You have to wonder, because that’s how Manoa chancellor Tom Apple’s clumsy pay-up-or-maybe-we’ll-close-up comments Monday are being perceived.
Apple told Ka Leo O Hawaii, the student newspaper, "If we’re not breaking even (financially) in three years, I really have to look at whether we will continue Division IA athletics."
"I will be looking for those other forms of support for athletics to really see that there are people who really do care," Apple told Ka Leo. "There’s one thing to say, ‘Go Warriors!’ It’s another to say, ‘Go Warriors — here’s my money!’ "

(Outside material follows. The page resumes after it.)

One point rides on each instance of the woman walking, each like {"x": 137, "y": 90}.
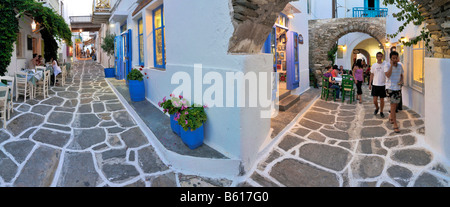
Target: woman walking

In March, Apple told the Star-Advertiser he intended to seek the retirement of an $11.3 million accumulated deficit and would present at the Board of Regents’ May meeting (next week) a financial plan that "works toward" ending future deficits. He said, "I think we have a pretty solid plan going forward."
Tell, us, please, that threatening to scuttle athletics isn’t the whole of his "plan."
Not for the first time are folks puzzled by the statements from Hawaii Hall. A year ago, Apple drooled about the Pac-12 Conference, saying, "I won’t go dreaming about where we might be, but there is a really good conference on the West Coast that it would be wonderful to be part of, eventually."
Now, is he alluding to PacWest membership?
Requests to Apple for elucidation Monday were not answered.
So, we’re left to wonder whether these comments are a white flag of surrender or, perhaps, a warning shot across the bow of the regents in advance of next week’s meeting?
Either way, the fear is they will turn off more people than they inspire, that dire threats will adversely affect recruiting and donations.
What is bottom-line certain is that athletics has an $11.3 million deficit since 2002, and will likely end the current fiscal year next month closer to $13 million with no relief in sight.
The financial model is badly broken, with UH spending approximately $33.5 million annually when the over/under on being competitive, given its geography, is more like $40 million. UH is also 10th among 12 Mountain West Conference football members in subsidies received.
Those are real numbers, requiring a rolling up of the sleeves to produce real solutions.
Meanwhile, Apple is, apparently, asking students to ante up and the faculty to acquiesce on funding, telling Ka Leo, "As students, are you gonna come to the games? Are you willing to pitch in to help athletics? If, in the end, this kind of three-year window, we don’t see support … students say we don’t wanna pay more; faculty say we don’t want money coming from academics to go to athletes; then the message I will get is that, ‘Well, it may be the only game in town, but it’s not an important one.’ Then, we’ll make the decision."
As State Rep. K. Mark Takai put it, "We need to build the base back up. We need to bring everybody back together and I don’t think people come back with threats."